Passenger service was suspended in 1933, due to the Depression and the competition from automobiles. In 1963, a freight train derailed and almost destroyed the depot. When the Poughkeepsie Railroad Bridge (now the Walkway Over the Hudson) suffered a fire in 1974, the Maybrook Line — now the Dutchess County Rail Trail — ended through rail traffic. It ran its last train in 1982, when the depot was abandoned. Four years later, the building was a burned-out shell, thanks to the work of arsonists.
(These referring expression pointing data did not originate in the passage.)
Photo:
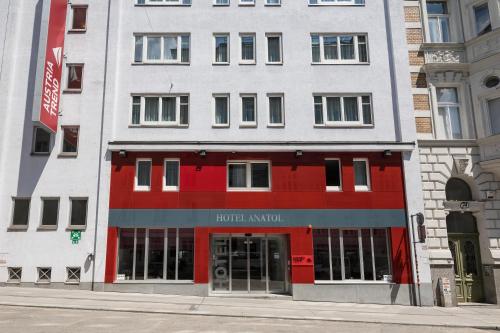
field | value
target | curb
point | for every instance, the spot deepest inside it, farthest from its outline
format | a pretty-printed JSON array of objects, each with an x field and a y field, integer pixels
[{"x": 182, "y": 313}]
During its heyday in 1908 (above) and the burned-out building in 1986 (below) |
The Hopewell Depot Restoration Corporation was founded in 1996, but returning the darling station to its former glory was slow going. With little awareness about the historical gem, which sits off the main Hopewell Junction thoroughfares, fund-raising was arduous. When the eastern end of the rail trail opened right alongside it in 2010, however, things accelerated. “It is isolated from the rest of the community,” says Stich. “And it wasn’t until that rail trail got rumbling that people came back that way. An awful lot of people in the community did not have any clue as to how much history there is there.”
But they caught on. With donations now rolling in, the roof was replaced with a fiberglass shingle made to look like slate. The interior was entirely reconstructed, as just two inner walls could be salvaged from the fire damage. Pictures of the original interior — as well as of similar stations that were built around the same time — gave restorers a good sense of what it looked like. “The railroads in the 1870s and ’80s pretty much built the same station at different points,” says Stich. “Some were a little smaller and some a little larger, but they were all basically four rooms. Evidence from them helped where we had none of Hopewell.”
“Conductor” Bernard Rudberg |
The station is now complete. Two waiting rooms; a telegraphy, ticket and freight office; and a station agent’s office have been made to look as much as possible like they originally had. The museum portion displays 500 items that were donated or saved, giving visitors a comprehensive look at how this once-dominant mode of transportation operated. Now the HDRC is working on fixing up the grounds surrounding the depot.
And when that’s all done, they can drink to their own success — legally.